Viendront ensuite les voyages en train, les voyages à travers la ville, soulignant sa faculté de s’adapter à tous les êtres, à tous les milieux. Et puis les résidences d’écriture, notamment le Mont Noir, où vécut Marguerite Yourcenar. et le village de René-Guy Cadou, non loin de Nantes, non loin de ces grèves fluviales que hantait aussi le promeneur Julien Gracq. Et la Villa Médicis. Et la contemplation de certains tableaux, à Douai notamment, sous les couleurs de l’enfance ou de la foi en ses difficultés. Et toutes les épreuves surmontées, notamment et surtout après la mort de ses parents, tous les aléas d’une nouvelle vie. Il est même permis de se demander si, au cours de notre existence, ce ne sont pas ces difficultés qui, en forgeant notre courage et notre résolution à vivre, en viennent à nous donner notre vrai visage,.

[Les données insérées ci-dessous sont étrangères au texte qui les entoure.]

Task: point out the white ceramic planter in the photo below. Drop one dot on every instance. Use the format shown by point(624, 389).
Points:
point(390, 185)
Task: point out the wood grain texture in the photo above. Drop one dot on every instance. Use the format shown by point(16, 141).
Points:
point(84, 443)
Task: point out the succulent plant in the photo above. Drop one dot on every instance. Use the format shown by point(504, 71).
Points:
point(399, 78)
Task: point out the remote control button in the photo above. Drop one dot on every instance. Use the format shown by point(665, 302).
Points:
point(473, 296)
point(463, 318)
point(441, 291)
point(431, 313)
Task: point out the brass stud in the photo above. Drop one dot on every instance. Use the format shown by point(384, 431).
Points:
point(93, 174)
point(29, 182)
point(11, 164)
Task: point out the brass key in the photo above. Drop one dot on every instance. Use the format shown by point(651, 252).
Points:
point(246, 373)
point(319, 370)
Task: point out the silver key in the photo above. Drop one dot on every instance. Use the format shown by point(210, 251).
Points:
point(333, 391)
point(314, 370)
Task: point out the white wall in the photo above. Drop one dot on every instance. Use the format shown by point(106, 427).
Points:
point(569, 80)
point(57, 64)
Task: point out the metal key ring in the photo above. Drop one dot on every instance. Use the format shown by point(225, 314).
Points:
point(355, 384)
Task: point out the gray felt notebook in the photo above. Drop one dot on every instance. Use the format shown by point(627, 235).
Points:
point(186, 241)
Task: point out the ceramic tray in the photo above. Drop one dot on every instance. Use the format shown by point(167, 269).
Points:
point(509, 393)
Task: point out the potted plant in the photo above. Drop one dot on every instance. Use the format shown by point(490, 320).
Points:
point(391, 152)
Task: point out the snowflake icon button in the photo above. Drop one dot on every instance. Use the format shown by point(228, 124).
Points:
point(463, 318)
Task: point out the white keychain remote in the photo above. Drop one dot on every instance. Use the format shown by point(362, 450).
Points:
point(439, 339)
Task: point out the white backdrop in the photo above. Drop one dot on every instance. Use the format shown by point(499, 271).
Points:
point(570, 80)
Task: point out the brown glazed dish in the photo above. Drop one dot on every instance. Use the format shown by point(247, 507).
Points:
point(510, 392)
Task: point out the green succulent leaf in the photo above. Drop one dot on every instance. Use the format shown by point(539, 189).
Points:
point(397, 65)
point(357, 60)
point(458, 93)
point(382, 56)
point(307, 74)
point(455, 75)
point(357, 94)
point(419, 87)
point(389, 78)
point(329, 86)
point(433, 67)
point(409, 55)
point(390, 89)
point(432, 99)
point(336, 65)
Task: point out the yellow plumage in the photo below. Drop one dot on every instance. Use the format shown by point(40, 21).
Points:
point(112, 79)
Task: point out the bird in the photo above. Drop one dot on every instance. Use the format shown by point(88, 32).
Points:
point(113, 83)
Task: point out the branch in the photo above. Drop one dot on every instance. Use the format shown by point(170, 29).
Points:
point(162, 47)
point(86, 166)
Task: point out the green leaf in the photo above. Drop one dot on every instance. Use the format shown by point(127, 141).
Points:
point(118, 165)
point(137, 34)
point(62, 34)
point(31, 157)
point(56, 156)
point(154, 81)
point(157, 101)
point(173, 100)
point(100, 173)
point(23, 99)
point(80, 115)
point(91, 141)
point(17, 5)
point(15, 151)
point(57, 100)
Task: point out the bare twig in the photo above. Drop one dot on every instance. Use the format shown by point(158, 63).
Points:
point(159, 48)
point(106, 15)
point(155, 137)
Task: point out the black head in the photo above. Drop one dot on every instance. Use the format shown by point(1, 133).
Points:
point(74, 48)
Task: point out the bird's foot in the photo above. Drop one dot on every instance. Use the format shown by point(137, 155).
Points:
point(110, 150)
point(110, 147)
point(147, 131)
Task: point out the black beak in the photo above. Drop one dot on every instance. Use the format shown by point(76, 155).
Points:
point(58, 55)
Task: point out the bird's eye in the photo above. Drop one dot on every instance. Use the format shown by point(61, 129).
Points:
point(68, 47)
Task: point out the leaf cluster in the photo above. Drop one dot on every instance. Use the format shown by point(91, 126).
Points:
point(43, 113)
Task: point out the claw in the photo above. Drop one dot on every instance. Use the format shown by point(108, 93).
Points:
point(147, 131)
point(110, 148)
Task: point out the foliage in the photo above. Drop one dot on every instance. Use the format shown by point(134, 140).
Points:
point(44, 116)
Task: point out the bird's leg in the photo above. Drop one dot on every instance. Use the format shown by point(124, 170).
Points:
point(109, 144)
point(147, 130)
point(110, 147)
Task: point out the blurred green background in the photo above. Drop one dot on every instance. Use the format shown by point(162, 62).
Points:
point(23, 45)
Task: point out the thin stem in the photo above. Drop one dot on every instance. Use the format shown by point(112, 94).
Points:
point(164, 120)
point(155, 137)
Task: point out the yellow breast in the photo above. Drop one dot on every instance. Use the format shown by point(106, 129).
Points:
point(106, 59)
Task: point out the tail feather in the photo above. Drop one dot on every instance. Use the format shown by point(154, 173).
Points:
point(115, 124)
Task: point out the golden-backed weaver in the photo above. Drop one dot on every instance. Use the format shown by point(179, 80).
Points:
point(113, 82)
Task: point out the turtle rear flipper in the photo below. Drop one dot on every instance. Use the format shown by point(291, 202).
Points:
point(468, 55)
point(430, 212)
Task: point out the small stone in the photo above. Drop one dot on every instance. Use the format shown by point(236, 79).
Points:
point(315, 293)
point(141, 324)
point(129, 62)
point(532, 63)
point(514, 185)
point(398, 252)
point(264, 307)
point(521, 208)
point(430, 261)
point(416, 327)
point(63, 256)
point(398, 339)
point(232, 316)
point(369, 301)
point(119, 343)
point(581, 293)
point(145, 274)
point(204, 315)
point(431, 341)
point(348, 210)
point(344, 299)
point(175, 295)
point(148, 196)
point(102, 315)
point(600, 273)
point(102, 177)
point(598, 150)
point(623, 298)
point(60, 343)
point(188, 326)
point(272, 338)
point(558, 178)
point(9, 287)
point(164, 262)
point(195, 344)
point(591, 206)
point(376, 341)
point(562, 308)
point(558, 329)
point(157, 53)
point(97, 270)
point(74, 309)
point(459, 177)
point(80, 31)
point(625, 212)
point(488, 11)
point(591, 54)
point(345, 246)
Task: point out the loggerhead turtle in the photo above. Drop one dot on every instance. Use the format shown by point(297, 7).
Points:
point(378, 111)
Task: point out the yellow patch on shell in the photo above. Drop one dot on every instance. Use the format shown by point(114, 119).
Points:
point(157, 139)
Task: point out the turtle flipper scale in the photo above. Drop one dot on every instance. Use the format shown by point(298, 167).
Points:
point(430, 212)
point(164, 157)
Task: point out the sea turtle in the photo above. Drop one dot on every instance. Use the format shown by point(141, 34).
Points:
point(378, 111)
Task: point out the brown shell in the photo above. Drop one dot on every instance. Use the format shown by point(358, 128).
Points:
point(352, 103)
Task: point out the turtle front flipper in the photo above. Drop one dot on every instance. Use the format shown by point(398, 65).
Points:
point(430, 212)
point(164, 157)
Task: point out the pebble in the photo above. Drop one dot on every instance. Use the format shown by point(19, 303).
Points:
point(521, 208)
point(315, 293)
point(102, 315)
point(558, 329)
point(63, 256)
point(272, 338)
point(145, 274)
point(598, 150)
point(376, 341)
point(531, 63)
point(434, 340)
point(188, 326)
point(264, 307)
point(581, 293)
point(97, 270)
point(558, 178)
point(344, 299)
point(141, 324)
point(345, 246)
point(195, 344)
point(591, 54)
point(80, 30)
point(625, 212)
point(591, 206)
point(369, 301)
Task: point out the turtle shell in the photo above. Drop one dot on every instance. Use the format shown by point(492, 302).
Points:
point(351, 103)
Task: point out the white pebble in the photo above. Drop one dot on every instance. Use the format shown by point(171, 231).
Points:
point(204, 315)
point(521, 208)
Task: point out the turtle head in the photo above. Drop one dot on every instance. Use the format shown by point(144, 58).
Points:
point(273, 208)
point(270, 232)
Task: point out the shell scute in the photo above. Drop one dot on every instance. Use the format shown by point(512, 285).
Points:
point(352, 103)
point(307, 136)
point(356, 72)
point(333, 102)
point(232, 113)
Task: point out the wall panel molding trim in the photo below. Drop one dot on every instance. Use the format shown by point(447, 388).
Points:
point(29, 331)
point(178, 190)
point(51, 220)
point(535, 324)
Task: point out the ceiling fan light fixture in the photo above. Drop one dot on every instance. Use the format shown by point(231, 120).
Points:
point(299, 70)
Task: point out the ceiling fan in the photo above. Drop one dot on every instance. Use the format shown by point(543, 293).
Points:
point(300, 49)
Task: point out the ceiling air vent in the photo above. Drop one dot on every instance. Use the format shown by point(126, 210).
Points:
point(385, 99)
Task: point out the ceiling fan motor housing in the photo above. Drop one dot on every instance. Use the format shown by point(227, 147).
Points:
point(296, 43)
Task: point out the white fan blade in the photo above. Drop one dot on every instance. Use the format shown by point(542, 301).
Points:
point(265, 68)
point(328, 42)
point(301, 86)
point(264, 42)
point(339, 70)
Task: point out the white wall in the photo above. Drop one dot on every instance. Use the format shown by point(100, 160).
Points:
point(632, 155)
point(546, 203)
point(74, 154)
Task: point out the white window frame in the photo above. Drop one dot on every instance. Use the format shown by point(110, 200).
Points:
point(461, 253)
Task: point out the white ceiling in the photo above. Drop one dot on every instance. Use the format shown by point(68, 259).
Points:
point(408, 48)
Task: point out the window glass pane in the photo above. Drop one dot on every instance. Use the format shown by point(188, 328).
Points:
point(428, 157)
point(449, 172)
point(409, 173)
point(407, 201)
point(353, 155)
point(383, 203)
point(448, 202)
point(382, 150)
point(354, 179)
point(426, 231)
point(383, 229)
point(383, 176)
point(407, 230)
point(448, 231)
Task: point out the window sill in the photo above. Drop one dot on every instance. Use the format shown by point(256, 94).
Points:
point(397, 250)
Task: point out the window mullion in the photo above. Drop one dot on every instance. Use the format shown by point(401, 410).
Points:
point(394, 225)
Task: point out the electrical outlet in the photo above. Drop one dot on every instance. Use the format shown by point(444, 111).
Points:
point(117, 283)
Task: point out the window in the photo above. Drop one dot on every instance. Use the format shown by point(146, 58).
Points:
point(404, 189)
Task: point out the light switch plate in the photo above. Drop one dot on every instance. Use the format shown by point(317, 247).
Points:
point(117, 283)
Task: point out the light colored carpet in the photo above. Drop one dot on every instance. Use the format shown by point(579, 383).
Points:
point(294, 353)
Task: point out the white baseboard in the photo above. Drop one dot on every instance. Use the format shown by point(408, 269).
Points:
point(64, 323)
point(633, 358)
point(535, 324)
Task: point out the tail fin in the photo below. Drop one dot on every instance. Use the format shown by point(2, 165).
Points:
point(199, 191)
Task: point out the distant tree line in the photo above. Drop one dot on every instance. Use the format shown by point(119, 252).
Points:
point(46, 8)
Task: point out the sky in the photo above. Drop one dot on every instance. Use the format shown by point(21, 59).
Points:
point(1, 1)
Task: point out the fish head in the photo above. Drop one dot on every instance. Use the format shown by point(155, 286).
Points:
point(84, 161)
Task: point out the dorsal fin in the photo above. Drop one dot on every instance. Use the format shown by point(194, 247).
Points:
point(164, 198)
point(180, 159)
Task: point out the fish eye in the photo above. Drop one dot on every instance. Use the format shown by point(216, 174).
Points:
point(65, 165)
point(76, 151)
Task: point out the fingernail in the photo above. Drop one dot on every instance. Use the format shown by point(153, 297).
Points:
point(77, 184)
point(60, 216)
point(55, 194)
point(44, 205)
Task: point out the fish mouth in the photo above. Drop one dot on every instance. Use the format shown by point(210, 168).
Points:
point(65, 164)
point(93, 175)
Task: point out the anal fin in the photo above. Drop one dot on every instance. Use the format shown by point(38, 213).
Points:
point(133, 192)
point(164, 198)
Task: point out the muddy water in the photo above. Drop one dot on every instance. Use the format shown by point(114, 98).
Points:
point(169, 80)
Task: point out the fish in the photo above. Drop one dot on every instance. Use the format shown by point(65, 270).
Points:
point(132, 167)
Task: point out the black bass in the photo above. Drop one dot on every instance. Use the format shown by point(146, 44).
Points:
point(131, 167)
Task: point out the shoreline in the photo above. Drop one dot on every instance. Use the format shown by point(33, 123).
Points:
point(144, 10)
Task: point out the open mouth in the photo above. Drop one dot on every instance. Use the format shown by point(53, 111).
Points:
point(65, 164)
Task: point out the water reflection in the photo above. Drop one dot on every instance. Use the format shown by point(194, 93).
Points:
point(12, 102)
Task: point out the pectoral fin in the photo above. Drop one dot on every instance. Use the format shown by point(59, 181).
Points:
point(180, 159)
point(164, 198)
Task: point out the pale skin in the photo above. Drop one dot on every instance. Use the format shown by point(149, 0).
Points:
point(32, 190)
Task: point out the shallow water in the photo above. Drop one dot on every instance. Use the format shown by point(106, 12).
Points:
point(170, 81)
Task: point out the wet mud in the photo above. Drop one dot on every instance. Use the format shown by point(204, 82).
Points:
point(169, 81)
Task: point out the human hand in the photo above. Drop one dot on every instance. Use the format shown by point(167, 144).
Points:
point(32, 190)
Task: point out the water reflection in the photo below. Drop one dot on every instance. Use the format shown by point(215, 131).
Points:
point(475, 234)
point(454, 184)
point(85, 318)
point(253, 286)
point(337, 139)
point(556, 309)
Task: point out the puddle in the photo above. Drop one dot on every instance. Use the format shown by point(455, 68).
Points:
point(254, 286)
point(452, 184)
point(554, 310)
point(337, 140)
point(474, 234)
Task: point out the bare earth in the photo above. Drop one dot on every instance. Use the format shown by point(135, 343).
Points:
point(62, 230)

Bien sûr, il ne m’est pas possible de tout citer, de tout évoquer de ce livre tellement riche, aussi fourni en carrefours, en brusques tournants, en sentiers perdus et retrouvés sous les frondaisons de l’été, sous les neiges hivernales. Oserai-je dire seulement, en guise de conclusion: que notre vrai visage porte en ses rides toutes les épreuves des chemins parcourus, leurs éclats de rire, leurs sourires et leurs brusques découvertes, leurs aléas et leurs blessures? N’en allait-il pas ainsi dans ces romans du Moyen-Age, où chacun des chevaliers du Graal portait comme un second nom l’épisode le plus clair de sa quête et de ses errances? Il me reste à remercier Colette de nous l’avoir aussi clairement rappelé, sans la moindre grandiloquence, en ce livre qui a la simplicité, le dénuement de ces humbles cahiers où le meunier comptait ses sacs, tout en notant les évènements majeurs de l’année, et le porion, les quantités d’abattage quotidien. Allons, le chemin nous attend, et il nous reste encore à faire quelques rudes journées.